Gibson also cites two key challenges: the need to “create massive new datasets for the purpose of AI-driven discovery” and the need to “create a culture that truly values the contributions of highly diverse and cross-functional teams.”  While Gibson is naturally talking his book, he may also be right, and in any case is authentically, evangelistically, advocating for the vision of the future as he sees it.

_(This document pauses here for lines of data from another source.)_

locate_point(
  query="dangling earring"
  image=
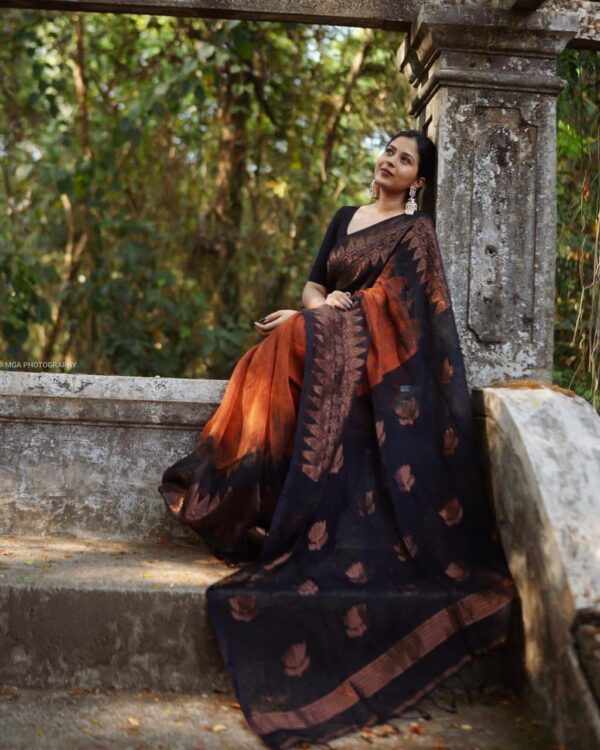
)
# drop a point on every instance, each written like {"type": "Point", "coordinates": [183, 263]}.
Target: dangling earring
{"type": "Point", "coordinates": [374, 189]}
{"type": "Point", "coordinates": [411, 204]}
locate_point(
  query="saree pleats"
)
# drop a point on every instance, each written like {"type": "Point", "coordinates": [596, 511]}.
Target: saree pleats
{"type": "Point", "coordinates": [381, 573]}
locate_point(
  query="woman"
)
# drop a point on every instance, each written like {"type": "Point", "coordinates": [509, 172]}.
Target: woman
{"type": "Point", "coordinates": [342, 468]}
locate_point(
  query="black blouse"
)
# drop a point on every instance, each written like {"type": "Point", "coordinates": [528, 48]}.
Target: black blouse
{"type": "Point", "coordinates": [336, 232]}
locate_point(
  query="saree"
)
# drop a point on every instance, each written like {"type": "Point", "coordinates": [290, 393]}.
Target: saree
{"type": "Point", "coordinates": [348, 437]}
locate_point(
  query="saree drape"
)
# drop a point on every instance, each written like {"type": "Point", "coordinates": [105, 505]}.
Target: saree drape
{"type": "Point", "coordinates": [349, 436]}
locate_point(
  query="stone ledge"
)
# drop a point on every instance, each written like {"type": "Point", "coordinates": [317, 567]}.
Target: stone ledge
{"type": "Point", "coordinates": [543, 462]}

In contrast, a skeptic like Medicixi’s David Grainger (also a Forbes contributor and occasional co-author) argues “I think more data and better data science can revolutionize some human endeavors, but drug discovery is not one of them - it can help make better the parts of the process we do adequately now, but it doesn’t address the real rate-limiting step on innovation, which is understanding biology. Here, what is needed is not data and data science, but education about complex systems (a la the Santa Fe Institute). Current ‘AI’ approaches are so linear and reductionist, it makes me shake my head in disbelief at all the hype.“

And so we enter the “installment” phase of the technology cycle, as Perez called it, where visionary champions will emphasize the potential of new technology, skeptics will highlight the very real limitations of what’s been accomplished to date, and VCs captivated by the transformative potential of emerging technology will seek to identify the most compelling opportunities, the few breakout companies that tend to emerge from each cycle, and to avoid being taken in by the “great manias and outrageous swindles” Perez so vividly describes.